Les victimes se lèvent et disparaissent en un claquement de doigt. L’homme, quant à lui ,repart irrité, il n’a pas l’air de comprendre sa condamnation.

palais de justice

« Chacun mérite une défense. »

-9h40 : Violence sur conjoint. L’accusé se présente à la barre, un homme en veste de cuir, la soixantaine, écharpe verte et lunettes autour du cou. Son avocat ne s’étant pas présenté, l’audience est repoussée, pas pour demain, non, pour janvier 2026. L’air satisfait, l’homme au rictus retourne s’assoir et reste jusqu’à la fin de la matinée dans la grande salle froide et silencieuse.

-9h58 : Le juge qui préside l’audience semble agacé, aucun des accusés suivant ne se présente à la barre.

« Papa à fait bam, le fusil, il le cache pour faire du mal aux gens. »

-10h : Un homme inculpé à la suite de violences sur sa compagne et leur fils.

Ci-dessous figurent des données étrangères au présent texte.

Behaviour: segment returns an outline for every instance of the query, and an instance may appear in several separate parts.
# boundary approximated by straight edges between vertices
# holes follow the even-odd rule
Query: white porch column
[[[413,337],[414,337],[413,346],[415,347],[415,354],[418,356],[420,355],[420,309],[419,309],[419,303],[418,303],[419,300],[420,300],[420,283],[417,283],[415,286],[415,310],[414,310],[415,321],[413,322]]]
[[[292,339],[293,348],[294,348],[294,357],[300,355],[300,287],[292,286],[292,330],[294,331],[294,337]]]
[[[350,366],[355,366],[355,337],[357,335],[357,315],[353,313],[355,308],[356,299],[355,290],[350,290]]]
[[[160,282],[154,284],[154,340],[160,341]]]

Les faits datent de 2021, l’homme de 25 ans aurait frappé sa femme et jeté de l’huile alimentaire sur elle et l’enfant en poussette avant d’essayer de kidnapper le petit d’un an à peine. On parle d’un « papa qui a du mal à gérer ses émotions », le magistrat lève les yeux au ciel.

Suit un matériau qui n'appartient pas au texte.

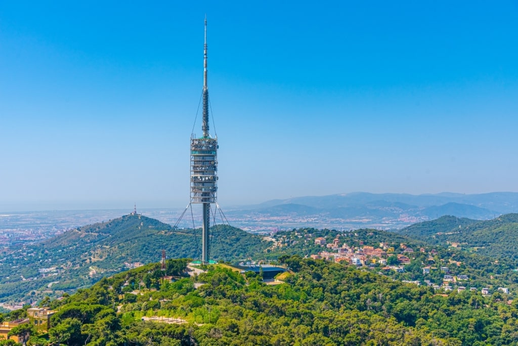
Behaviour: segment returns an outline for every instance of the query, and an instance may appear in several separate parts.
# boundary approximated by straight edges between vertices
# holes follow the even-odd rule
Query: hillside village
[[[460,293],[468,290],[484,295],[495,292],[509,294],[509,289],[498,285],[496,280],[495,284],[486,286],[482,284],[483,282],[466,273],[469,271],[466,270],[465,264],[454,259],[456,255],[458,259],[456,253],[450,255],[449,252],[438,250],[439,247],[418,243],[411,246],[402,242],[377,242],[376,239],[381,236],[380,232],[357,230],[334,233],[309,228],[279,233],[271,239],[275,242],[272,250],[302,244],[303,247],[312,248],[314,253],[306,256],[314,260],[354,266],[404,282],[429,286],[436,291],[455,290]],[[495,276],[490,276],[488,279],[494,280]]]

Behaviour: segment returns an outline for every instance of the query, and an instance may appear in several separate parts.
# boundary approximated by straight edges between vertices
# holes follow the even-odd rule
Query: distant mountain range
[[[444,215],[488,220],[518,212],[518,193],[466,195],[372,194],[365,192],[274,199],[236,208],[234,220],[261,221],[269,226],[401,228]],[[242,223],[238,226],[244,226]]]
[[[430,244],[459,248],[488,257],[518,260],[518,214],[490,220],[444,216],[397,231]]]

Le verdict est donné, l’homme est déclaré coupable, il devra verser 4000 € à la victime, se tenir à distance de cette dernière pour les deux prochaines années et effectuer une peine de 4 mois d’emprisonnement.

La seule présente, l’avocate de la victime, quitte immédiatement la salle, sourire aux lèvres et téléphone en main.

 

Se suivent des cas de vol à l’étalage, d’agression aux tessons de verre, de dégradation de voiture, et enfin faute d’individus s’étant présentés, à 10h30, la séance est levée.

Les greffiers, magistrats, avocats et juges se serrent la main, se disent à plus tard. Pour certains d’entre eux, la journée et les horreurs sont loin d’être finis. Pour d’autres, la journée sera calme, en attendant les prochains drames.